The electron acceptor may be an organic, inorganic or organic compound having a high electron affinity. Specifically, any one of II-VI compound semiconductor crystals selected from the group consisting of fullerene (C ₆₀ ) or a fullerene derivative, a phthalocyanine derivative, a boron-containing polymer, CdS, CdSe, CdTe and ZnSe, ZnO, Oxide semiconductor crystals such as SiO ₂ , TiO ₂ and Al ₂ O ₃ , compound semiconductor crystals such as CuInSe ₂ and CuInS, and the like.

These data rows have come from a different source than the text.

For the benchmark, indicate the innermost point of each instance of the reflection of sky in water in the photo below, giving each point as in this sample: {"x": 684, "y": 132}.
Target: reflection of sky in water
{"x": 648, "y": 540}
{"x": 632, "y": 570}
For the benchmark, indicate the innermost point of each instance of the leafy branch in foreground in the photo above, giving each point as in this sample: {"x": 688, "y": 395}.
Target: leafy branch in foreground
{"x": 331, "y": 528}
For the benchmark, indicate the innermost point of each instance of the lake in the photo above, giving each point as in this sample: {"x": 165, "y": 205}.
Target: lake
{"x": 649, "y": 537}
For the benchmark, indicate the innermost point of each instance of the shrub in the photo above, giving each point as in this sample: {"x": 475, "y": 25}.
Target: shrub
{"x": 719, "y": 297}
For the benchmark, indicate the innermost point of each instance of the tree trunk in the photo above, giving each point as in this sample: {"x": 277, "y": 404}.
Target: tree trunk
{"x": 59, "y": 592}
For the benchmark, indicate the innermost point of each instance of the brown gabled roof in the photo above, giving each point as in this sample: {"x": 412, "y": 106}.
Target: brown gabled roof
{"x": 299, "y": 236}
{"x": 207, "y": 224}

Specifically, the electron acceptor (6,6) -phenyl -C ₆₁ - butyric rigs Acid methyl ester _{[(6,6) -phenyl-C 61} -butyric acid methyl ester; PCBM], (6,6) - phenyl -C ₇₁ - butyric rigs Acid methyl ester _{[(6,6) -phenyl-C 71} -butyric acid methyl ester; _{C 70 -PCBM], (6,6)} - thienyl -C ₆₁ - butyric rigs Acid methyl ester _{[(6,6) -thienyl-C 61} -butyric acid methyl ester; ThCBM], carbon nanotubes, and combinations thereof.

In addition, the unit cell may further include a hole transporting layer or an electron transporting layer between the first electrode or the second electrode and the photoactive layer.

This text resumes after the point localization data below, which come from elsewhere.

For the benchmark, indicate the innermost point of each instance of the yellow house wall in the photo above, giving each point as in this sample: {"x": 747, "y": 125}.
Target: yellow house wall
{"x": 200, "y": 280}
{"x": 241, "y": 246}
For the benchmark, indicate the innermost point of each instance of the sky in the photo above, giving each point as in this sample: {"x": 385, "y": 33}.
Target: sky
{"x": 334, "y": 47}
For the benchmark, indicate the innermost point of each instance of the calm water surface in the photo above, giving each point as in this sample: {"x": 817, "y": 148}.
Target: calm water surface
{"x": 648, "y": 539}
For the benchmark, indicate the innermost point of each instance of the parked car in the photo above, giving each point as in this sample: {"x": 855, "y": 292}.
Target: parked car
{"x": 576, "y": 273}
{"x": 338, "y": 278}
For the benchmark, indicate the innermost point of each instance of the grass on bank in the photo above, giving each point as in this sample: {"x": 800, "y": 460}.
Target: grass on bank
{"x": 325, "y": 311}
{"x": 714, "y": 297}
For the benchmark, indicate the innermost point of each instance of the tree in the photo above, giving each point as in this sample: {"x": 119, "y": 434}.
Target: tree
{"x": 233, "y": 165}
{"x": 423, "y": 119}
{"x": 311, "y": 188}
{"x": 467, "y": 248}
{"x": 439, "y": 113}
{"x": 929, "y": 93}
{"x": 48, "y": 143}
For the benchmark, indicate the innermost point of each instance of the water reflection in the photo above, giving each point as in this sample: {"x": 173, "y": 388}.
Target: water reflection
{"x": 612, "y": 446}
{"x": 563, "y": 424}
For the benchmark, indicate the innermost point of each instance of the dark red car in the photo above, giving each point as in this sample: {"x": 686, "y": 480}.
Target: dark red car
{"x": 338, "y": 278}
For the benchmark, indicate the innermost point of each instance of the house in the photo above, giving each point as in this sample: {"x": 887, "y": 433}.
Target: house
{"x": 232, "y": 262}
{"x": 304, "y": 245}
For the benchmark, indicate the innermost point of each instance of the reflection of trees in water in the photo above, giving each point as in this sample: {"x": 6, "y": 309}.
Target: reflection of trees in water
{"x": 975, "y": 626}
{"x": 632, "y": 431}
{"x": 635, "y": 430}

The hole transporting layer is a layer which helps to move the holes generated in the photoactive layer to the electrode, and the hole transporting layer is formed of poly (3,4-ethylenedioxythiophene) (PEDOT), poly (styrenesulfonate) PSS), polyaniline, phthalocyanine, pentacene, polydiphenylacetylene, poly (t-butyl) diphenylacetylene, poly (trifluoromethyl) diphenylacetylene, copper phthalocyanine (Cu- ) Acetylene, poly (trimethylsilyl) diphenylacetylene, poly (carbazole) diphenylacetylene, polydiacetylene, polyphenylacetylene, polypyridine acetylene, polymethoxyphenylacetylene, Polymethylphenylacetylene, poly (t-butyl) phenylacetylene, polynitrophenylacetylene, poly (trifluoromethyl) phenylacetylene, poly (trimethylsilyl) phenylacetylene, derivatives thereof; Molybdenum oxide (MoO _x ); Vanadium oxide (V ₂ O ₅ ); Nickel oxide (NiO); And a hole transporting material selected from the group consisting of tungsten oxide (WO _x ), and combinations thereof. In one example, the hole transport layer may comprise a mixture of PEDOT and PSS. The hole transport layer may be formed of a self-assembled thin film formed by depositing a material such as Ni and performing a heat treatment.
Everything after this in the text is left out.